Hoy publican los periódicos que cuatro personas han muerto asfixiadas en un incendio de la barraca en la que dormían. Eran tres hombres y una mujer, rumanos, pero ¿a quién le importa? Han muerto a la vista de los grandes rascacielos y edificios de firma y diseño que llenan el distrito 22@ y la zona del Fórum, el gran fiasco de la Barcelona post-moderna, el símbolo de nuestra particular idea de progreso. El suceso es, a su manera, una metáfora, una broma del destino. También, una molestia.
¿Se acuerdan de los pobres a los que retiraron la renta mínima de inserción (RMI)? Fue el señor Colet Petit, secretario general, segundo de a bordo del señor Mena, conseller. Treinta mil pobres de necesidad fueron privados de su única fuente de ingresos. ¿Saben que todavía hoy quedan diez mil expedientes de la RMI por resolver? Fue en agosto del año pasado. Pero ¿a quién le importa?
Las asociaciones que trabajan para intentar suavizar la miseria en la que viven muchos catalanes denuncian, y llevan años denunciando, que la cifra de pobres en Cataluña es escandalosa, no disminuye, sino que aumenta, que la bonanza económica enriqueció a pocos, pero se llevó por delante a muchos, y que la crisis que los primeros causaron les ha enriquecido todavía más, mientras los pobres son más, y más pobres todavía. Se habla de medio millón de catalanes por debajo del umbral de la pobreza, quizá sean más, hay quien habla de un millón... pero ¿a quién le importa?
Los recortes no afectan a las grandes fortunas, sólo a la gente de a pie, pero muy especialmente, muy gravosamente, a los que menos tienen, a los pensionistas, a los enfermos, a los más pobres. Eso sí, el Departamento de Salud de la Generalidad de Cataluña está preparando el terreno a la sanidad privada, que pocos podrán permitirse. Pero ¿a quién le importa?

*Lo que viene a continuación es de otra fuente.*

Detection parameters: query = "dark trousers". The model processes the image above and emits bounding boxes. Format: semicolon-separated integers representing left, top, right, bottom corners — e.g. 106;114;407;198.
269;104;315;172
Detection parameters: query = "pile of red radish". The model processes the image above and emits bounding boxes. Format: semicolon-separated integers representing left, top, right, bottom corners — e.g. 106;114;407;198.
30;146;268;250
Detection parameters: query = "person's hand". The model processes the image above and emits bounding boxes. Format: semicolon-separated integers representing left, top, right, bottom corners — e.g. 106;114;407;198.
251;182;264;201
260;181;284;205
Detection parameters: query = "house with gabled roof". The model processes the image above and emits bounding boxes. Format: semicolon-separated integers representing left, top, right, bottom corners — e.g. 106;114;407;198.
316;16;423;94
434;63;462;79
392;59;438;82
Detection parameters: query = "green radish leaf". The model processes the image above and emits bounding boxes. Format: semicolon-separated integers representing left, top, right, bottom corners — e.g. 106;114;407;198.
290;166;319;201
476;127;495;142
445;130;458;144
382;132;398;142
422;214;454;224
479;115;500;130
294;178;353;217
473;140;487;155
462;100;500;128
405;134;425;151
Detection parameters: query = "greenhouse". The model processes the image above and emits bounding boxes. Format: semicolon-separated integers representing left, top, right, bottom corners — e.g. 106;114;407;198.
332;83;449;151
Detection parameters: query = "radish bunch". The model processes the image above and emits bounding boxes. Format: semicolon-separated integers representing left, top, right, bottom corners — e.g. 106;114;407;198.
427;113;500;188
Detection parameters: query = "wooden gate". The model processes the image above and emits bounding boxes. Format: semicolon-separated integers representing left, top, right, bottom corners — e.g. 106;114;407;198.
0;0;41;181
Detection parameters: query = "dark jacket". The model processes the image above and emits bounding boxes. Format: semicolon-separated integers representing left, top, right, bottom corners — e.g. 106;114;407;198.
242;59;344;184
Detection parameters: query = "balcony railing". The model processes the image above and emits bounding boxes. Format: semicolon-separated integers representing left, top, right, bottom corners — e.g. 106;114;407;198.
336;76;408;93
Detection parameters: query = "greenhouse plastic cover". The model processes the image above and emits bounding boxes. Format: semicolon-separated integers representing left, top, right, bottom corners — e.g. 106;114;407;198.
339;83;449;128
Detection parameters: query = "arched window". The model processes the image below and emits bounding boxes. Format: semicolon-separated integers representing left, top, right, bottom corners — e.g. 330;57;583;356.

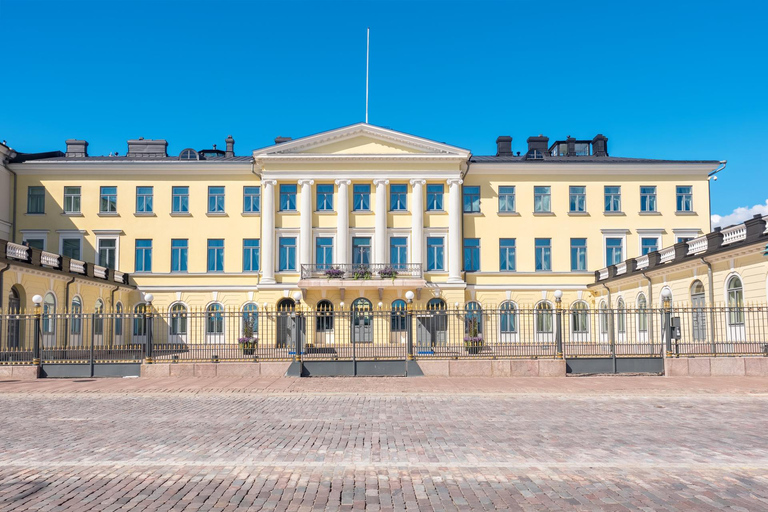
133;303;147;336
616;298;626;334
691;280;705;301
636;294;648;333
94;299;105;336
316;300;333;333
599;300;608;334
43;292;56;334
391;299;407;332
727;276;744;325
170;303;188;336
8;286;21;314
499;301;517;333
70;297;83;335
206;303;224;334
465;302;483;339
7;287;22;348
276;298;295;312
242;303;259;338
427;298;446;310
115;302;123;336
570;301;589;334
536;302;553;333
179;148;199;160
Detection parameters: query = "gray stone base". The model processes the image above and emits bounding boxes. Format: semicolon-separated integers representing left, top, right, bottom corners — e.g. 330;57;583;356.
0;365;40;380
665;357;768;377
419;359;566;377
141;362;290;378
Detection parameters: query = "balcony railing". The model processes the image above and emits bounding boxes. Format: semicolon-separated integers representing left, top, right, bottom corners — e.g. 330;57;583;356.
300;263;423;280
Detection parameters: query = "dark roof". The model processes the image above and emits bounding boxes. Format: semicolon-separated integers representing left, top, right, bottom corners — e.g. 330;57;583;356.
14;155;253;163
10;151;65;163
470;155;721;164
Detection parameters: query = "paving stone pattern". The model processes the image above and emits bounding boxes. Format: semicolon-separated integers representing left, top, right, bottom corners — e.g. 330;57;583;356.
1;392;768;511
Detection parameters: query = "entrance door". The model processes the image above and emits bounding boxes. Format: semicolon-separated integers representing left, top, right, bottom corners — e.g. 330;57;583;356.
276;299;295;349
691;281;707;342
7;288;21;349
351;298;372;343
417;299;447;351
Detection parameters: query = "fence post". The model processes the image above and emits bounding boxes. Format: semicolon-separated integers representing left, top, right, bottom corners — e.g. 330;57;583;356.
406;291;415;363
32;295;42;366
144;295;154;364
554;290;563;358
662;289;672;357
89;313;96;377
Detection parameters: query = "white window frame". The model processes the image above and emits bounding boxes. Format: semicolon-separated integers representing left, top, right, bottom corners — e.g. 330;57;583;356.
601;229;629;267
423;229;448;273
636;229;664;257
20;229;48;251
275;228;300;273
673;229;701;244
57;230;85;260
387;228;411;267
94;230;122;270
312;230;337;268
348;228;375;267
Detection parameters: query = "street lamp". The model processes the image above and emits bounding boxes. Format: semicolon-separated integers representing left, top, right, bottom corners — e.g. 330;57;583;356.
661;288;673;357
405;291;415;362
32;295;42;365
142;293;154;364
554;289;563;358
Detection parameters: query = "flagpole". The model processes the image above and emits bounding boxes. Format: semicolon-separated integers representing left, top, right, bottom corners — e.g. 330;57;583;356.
366;27;369;124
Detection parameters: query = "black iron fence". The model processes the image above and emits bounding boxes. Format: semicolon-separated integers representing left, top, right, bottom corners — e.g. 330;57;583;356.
1;305;767;365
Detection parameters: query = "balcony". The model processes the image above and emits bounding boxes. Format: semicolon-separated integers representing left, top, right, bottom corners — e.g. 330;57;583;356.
299;263;425;288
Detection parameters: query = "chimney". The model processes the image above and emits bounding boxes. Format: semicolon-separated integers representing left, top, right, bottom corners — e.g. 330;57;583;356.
65;139;88;158
126;137;168;158
526;135;549;157
495;136;513;156
225;135;235;158
566;136;576;157
274;136;292;144
592;134;608;157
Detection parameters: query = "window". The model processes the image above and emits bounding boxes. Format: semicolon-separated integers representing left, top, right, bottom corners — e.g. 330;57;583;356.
70;297;82;335
352;237;371;265
42;293;56;334
426;184;443;211
599;300;608;334
61;238;81;260
536;302;553;333
676;186;693;212
390;184;407;211
315;237;333;269
637;294;648;332
427;237;444;271
64;186;81;213
464;302;483;339
617;298;626;334
605;238;623;265
243;239;260;272
499;239;516;271
316;300;333;332
463;238;480;272
463;186;480;213
390;237;407;270
353;184;370;211
570;238;587;271
500;301;517;333
391;299;407;331
207;239;224;272
498;186;516;213
640;186;657;212
727;276;744;325
569;186;586;212
534;186;551;212
136;186;153;213
171;239;188;272
242;303;259;337
94;300;104;336
570;302;589;334
208;186;225;213
243;186;260;213
641;237;659;255
170;304;187;336
100;186;117;213
279;184;297;211
133;304;147;337
278;237;297;271
172;186;189;213
535;238;551;271
604;186;621;212
98;239;116;269
677;237;694;244
135;239;152;272
115;302;123;336
206;303;224;334
27;186;45;214
316;184;334;211
25;238;45;250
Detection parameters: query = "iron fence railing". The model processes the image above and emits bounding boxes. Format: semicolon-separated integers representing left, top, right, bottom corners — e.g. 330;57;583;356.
1;306;767;365
300;263;423;280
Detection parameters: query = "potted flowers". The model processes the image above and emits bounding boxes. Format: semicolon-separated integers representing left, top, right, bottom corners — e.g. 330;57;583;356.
324;267;345;279
464;319;483;354
352;265;372;280
239;321;258;355
378;266;399;281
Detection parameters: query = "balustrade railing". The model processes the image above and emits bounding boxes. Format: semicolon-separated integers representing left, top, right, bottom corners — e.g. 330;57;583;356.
300;263;423;280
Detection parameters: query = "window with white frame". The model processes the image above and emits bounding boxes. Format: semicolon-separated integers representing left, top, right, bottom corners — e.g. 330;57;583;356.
535;238;551;271
208;186;225;213
605;238;623;265
426;184;443;211
98;238;118;269
100;186;117;213
676;186;693;212
207;239;224;272
279;237;297;271
64;186;81;214
243;239;260;272
172;186;189;213
569;186;586;212
243;186;260;213
640;186;657;212
641;237;659;255
727;276;744;325
534;186;551;213
316;184;334;211
604;186;621;212
498;186;516;213
60;236;82;260
427;237;444;271
136;186;153;213
499;238;516;271
390;184;407;211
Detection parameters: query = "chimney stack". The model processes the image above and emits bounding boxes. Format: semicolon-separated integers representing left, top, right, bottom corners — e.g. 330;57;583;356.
65;140;88;158
566;136;576;157
225;135;235;158
592;134;608;157
526;135;549;157
126;138;168;158
274;136;292;144
495;136;513;156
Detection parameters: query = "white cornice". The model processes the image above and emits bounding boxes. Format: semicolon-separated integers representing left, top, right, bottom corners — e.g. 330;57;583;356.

Olvidado el episodio olímpico, las aguas volvieron a su cauce. Hoy, el Ayuntamiento de Barcelona tiene censados a mil habitantes de barracas en la ciudad; unos 460 gitanos portugueses, 400 negros de origen africano y 190 rumanos, que viven, qué casualidad, cerca de donde antes hubo barrios de barracas, tocando al Somorrostro. Hay que sumar unos cientos más que (mal)viven en naves industriales abandonadas, o edificios por derruir. Eso sí, ante la evidencia de los muertos, que son cuatro, y cuatro se dice pronto, sale un responsable municipal y declara delante de la prensa que no hay por qué preocuparse (sic), porque el ayuntamiento tiene un plan para solucionar este problema. ¿Un plan? ¿Qué plan? ¿Un plan rataplán? ¿O quizá un plan de verdad, con cara y ojos? Nadie conoce ese plan, yo creo que no existe, simplemente, y ojalá me equivoque, pero ¿a quién le importa?
La verdad, no le importa a nadie, ni menos a los que mandan, que prefieren seguir mirando hacia otra parte. Es más importante discutir sobre banderas, porque no saben vivir sin ellas, sustento y excusa de sus desmanes; antes vivían abrazando la gallina, y ahora, la cuatribarrada, y son los mismos. Y nosotros, dándoles la razón y fíjate, tú, qué malos que son en Madrid.
¡Cuánta razón tienes, amigo Luis! Mientras haya una bandera catalana en la que envolverse - si es estelada, se alcanza el éxtasis -, ¿a quién le importa lo demás? Respecto a la burguesía, su adoración por el régimen franquista y su "lucha" por la dmeocracia, si no lo has leído ya, te recomiendo el libro Els catalans de Franco, de Ignasi Riera.